The US government is a welfare agency for farmers with an army! Take the case of sugar (please). This year, the government spent over $100 million buying up sugar to "support" its price. However, producers made so much that the price was somehow not high enough to repay the annual loans they get from the USDA. So the growers just default, to the tune of $171 million!
And and and and and and.... they get to BORROW AGAIN from the same program for next year, como si nada! So far the USDA has issued another $86 million in loans, sometimes to companies that had just defaulted.
Like Amalgamated Sugar. Defaulted on $17 million this year, borrows $18.8 million for next year. This isn't like the World Bank giving new loans to countries so they can pay off their old loans. That's fresh cash with no strings.
And and and and and and... experts expect the producers WILL DEFAULT AGAIN NEXT YEAR!
It's not a bug, it's actually a feature of our insane farm policies.
7 comments:
So I ask a top sugar lobbyist to explain this. And he tells me that foreign governments subsidize and support their national sweetener industry so extensively that they are able to sell sugar to the US at prices too low for our industry to compete. He says that if we left the US sugar makers alone they would fold, leaving the US food industry completely reliant on foreign suppliers, who could then ease their subsidies and raise prices, affecting all US food.
I hate government meddling in any industry, and I gotta believe this hurts us in the short and long run. But is there an argument to be made for continuity/security of supply? Jokes aside (about how we don't NEED to drink soda, candy, etc.) there's no question that the economic health of the food industry requires reliable access to sweeteners.
How do you handle other countries screwing things up through subsidies or currency manipulation?
And and and and and and since this enables them to produce more they pollute more including the Everglades.
Pelsmin, many important U.S. products depend on exports from other countries, including exports of raw goods that just don't physically exist in the U.S. Can your lobbyist friend tell us how that has been detrimental to the U.S. and our ability to make (or buy) the goods made with those materials? If other countries want to subsidize our sugary diets, I'm glad that they're taxpayers are willing to be so generous on my behalf. If sugar prices suddenly jump up, well, then farmers in the U.S. will start growing it again. I don't see how this is a problem except for the few and organized who make a good living off of the current U.S. subsidy.
there's no question that the economic health of the food industry requires reliable access to sweeteners.

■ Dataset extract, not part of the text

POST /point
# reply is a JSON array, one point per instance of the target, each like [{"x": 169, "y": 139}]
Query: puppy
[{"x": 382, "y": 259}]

Pelsmin, the US price for sugar has been double the world price for sugar for over 40 years. It's inconceivable that the entire world has been waiting for the US to relax its complicated set of subsidies (the loan program is intended to be defaulted, as a price floor) in order to jack up prices-- and even if they did double world prices somehow (which are the same across the world, except in the US), it would still be as cheap as the current US price.
The lobbyist's arguments are ridiculously unconvincing. It's a pure cash grab on the part of US sugar (and US corn, since high sugar prices encourage more corn syrup) from the US taxpayer.
I thought US sugar prices were higher than the rest of the world due to strict quotas? That's why we use so much High Fructose Corn Syrup (which is more expansive than sugar anywhere else) and everyone else just uses sugar.
John Thacker -- A good argument. I think the best part of it is that even if the US allowed the American sugar industry to fold due to dumping by the foreign suppliers, the worst they could do is jack prices back up to world market rates.
AD -- I agree, except for the practical consideration of stopping and then re-starting an entire industry. I certainly don't object to cheap foreign suppliers helping us out, as long as it's not dumping to destroy an industry we need.
I was told that sugar price supports were needed because the US agreed to buy a quota sugar from the Dominican Republic in a free trade agreement. Of course, it is the other way around the protectionist US had to purchase had to buy because of the price supports.
Pelsmin's lobbyist friend's argument supposes that all exporters will act as one. They are not monolithic, but competitors. If one raises prices, the others will swoop in and take their share.
The unseen destruction of the US's candy companies and diabetes from corn syrup adds to the cost of the subsidy.